The evolution of colour
The evolution of colour
The 19th century was abundant with technological advancements in dyes and textiles. Will we experience a similar burst of innovation in our digital era?
The wave of new dyes available to the world in the 19th century was revolutionary. Before, certain colours like reds that would stay red rather than fading over time, were incredibly expensive and you could only access them if you were very wealthy. After the 19th century, most of these dyes were made from chemicals and the prices evened out so that reds cost the same as blues cost the same as yellows, and people could access the colours that they wanted.
Suddenly you get this excitement; people can put colours together in ways that they haven't been able to before. They can put red, which has always been a very expensive colour, on a very coarse fabric and see what that looks like. Whereas before, you would only ever put red dye on a beautiful, very fine wool or velvet because to put it on a cheaper cloth is a waste of expensive dye. This wave of experimentation causes a huge alteration – social, psychological, cultural – in the way that people think about colours and fabrics and dyed fabrics.
In the time since then, obviously there have been huge advancements and people have wanted to make dyes safer for the environment, which has been hugely important, but nothing has been as seismic as that period in the 19th century when suddenly the palette of colours massively expanded.
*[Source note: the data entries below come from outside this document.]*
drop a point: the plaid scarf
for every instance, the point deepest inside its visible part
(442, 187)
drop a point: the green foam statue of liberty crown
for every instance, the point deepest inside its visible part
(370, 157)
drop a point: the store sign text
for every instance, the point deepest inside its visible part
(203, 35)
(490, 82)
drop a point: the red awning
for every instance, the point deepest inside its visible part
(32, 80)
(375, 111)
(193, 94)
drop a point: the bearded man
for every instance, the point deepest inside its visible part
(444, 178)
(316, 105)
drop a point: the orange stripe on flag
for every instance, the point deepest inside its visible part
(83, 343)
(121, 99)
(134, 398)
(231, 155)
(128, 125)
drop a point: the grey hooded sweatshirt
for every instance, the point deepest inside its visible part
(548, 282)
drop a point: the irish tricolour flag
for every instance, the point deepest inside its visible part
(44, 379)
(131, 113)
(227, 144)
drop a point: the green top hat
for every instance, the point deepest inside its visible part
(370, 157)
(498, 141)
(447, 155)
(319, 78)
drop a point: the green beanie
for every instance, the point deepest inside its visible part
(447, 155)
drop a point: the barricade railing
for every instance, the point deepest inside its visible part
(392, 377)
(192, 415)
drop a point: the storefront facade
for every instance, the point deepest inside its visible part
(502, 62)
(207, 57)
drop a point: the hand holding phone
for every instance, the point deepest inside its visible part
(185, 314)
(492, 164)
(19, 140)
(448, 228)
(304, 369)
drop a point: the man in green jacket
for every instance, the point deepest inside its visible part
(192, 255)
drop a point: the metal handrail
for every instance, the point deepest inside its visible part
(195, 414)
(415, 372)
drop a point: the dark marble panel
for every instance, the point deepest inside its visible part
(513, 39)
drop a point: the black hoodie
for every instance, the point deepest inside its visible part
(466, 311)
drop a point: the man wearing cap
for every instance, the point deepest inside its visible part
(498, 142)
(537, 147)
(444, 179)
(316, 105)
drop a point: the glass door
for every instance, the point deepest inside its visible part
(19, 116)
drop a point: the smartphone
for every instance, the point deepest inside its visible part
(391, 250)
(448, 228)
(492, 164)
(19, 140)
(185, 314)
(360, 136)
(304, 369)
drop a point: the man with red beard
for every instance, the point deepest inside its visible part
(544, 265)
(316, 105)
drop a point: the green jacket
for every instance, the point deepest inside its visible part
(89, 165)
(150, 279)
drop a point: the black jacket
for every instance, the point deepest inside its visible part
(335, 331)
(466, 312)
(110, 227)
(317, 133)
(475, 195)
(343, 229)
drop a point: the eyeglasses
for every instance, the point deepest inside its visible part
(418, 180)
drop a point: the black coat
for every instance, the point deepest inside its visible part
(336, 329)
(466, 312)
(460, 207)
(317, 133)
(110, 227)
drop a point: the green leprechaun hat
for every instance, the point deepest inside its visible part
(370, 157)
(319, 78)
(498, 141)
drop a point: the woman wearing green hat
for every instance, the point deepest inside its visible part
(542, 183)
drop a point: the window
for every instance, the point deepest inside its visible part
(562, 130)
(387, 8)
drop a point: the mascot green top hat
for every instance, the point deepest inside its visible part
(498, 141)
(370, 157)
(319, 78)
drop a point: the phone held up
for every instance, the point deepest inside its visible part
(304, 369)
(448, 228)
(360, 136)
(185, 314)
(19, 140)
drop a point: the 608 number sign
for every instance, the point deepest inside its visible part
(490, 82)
Now, new colours are being discovered, not all the time, but they are being discovered. But do we mean a new pigment that you could apply to a canvas? Do we mean a new dye that you can apply to cloth? If you create a whole new dye, it may be that it looks very similar to another dye, but it is in fact different – do we call that a different colour, or is it still just red? Or is it still just blue? So, what we mean by a new colour is very, very tricky.
I certainly think that now that we live more of our lives digitally, there is the capacity for new colours to be created digitally that can't be created physically, and for us to experience a new digital colour.